Ministerstwo Rozwoju zerwało negocjacje offsetowe z Airbus Helicopters w sprawie zakupu śmigłowców Caracal. Rząd `miał możliwość ograniczenia liczby zamawianych śmigłowców do około 20 kupując tylko wersje ZOP i CSAR, jednak nie skorzystał z niej. Na wersje te czekała z utęsknieniem Marynarka Wojenna której stare śmigłowce powinny już być wycofane. Wszystko to dzieje się krótko po objęciu przez Mateusza Morawieckiego - szefa MR, również sterów Ministerstwa Finansów

 Morawiecki już wcześniej pozbawił wojsko złudzeń odnośnie modernizacji technicznej, kiedy zapisał w swoim "planie" możliwość zwiększenia wydatków na obronę do 2,5% PKB po... 2030 roku. Tymczasem Rosja pomimo kryzysu, tnie wydatki socjalne, zwiększa budżet Ministerstwa Obrony i wydaje coraz bardziej agresywne komunikaty wobec Zachodu. Modernizacja Sił Zbrojnych pod rządami Antoniego Macierewicza zeszła na drugi plan ustępując budowie obrony terytorialnej. Miałoby to sens gdybyśmy mieli pewność że Polsce zagraża wojna w perspektywie 2-3 lat ale wtedy należałoby też zwiększyć kilkukrotnie budżet MON. Opóźnienie modernizacji doprowadzi do tego że Polska zostanie z samą obroną terytorialną i symbolicznymi wojskami operacyjnymi w sam raz na paradę 15 sierpnia.

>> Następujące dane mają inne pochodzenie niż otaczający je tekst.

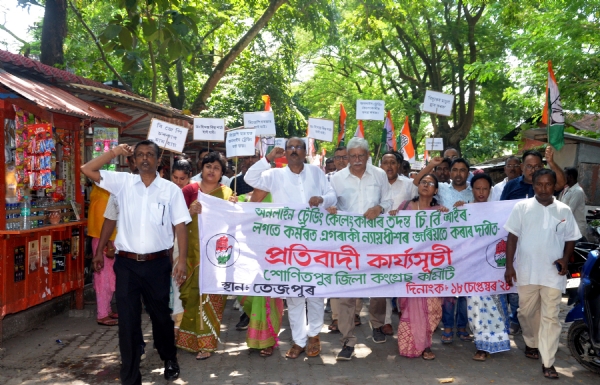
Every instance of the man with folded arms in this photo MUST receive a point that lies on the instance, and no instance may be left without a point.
(150, 208)
(304, 184)
(361, 189)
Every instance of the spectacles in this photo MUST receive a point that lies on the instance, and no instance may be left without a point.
(535, 168)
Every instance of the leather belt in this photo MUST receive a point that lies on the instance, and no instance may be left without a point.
(144, 257)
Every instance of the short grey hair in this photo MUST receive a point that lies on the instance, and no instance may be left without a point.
(358, 143)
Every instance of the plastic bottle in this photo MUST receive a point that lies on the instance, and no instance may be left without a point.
(25, 214)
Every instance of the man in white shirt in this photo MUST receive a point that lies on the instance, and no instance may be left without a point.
(574, 197)
(361, 189)
(512, 169)
(296, 183)
(542, 234)
(150, 208)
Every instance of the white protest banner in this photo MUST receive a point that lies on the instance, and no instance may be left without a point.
(320, 129)
(168, 136)
(294, 251)
(438, 103)
(280, 142)
(240, 143)
(370, 110)
(434, 144)
(209, 129)
(262, 121)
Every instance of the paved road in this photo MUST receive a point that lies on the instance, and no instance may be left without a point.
(88, 354)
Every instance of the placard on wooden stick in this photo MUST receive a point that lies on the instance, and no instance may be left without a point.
(320, 129)
(262, 121)
(168, 136)
(209, 129)
(240, 142)
(438, 103)
(370, 110)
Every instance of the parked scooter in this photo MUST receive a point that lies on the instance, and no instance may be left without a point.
(584, 333)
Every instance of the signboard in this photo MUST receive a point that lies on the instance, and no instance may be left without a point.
(209, 129)
(438, 103)
(291, 250)
(240, 142)
(262, 121)
(168, 136)
(321, 129)
(370, 110)
(434, 144)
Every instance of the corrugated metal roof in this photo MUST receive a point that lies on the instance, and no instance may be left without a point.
(57, 100)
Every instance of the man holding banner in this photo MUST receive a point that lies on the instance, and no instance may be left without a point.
(296, 183)
(361, 189)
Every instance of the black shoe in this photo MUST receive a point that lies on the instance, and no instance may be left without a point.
(378, 336)
(171, 370)
(244, 322)
(346, 353)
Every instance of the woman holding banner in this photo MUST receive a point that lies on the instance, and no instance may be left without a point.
(201, 324)
(419, 317)
(488, 315)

Niezborne działania rządu każą przypuszczać że traktuje on władzę wyłącznie jako prywatny słoik konfitur. Zaczynają się nawet przypuszczenia że Antoni Macierewicz jest "ruską matrioszką", zupełnie jak jego poprzednicy. Rzeczywiście, jakby się zastanowić, sposób w jaki uniknął "zamachu smoleńskiego" może nasuwać przypuszczenia że został ostrzeżony. Chociaż Macierewicz jest wicepremierem, nie zadbał o budżet MON - w tym roku najprawdopodobniej ponownie część pieniędzy przeznaczonych na modernizację zostanie zwrócona do Ministerstwa Finansów.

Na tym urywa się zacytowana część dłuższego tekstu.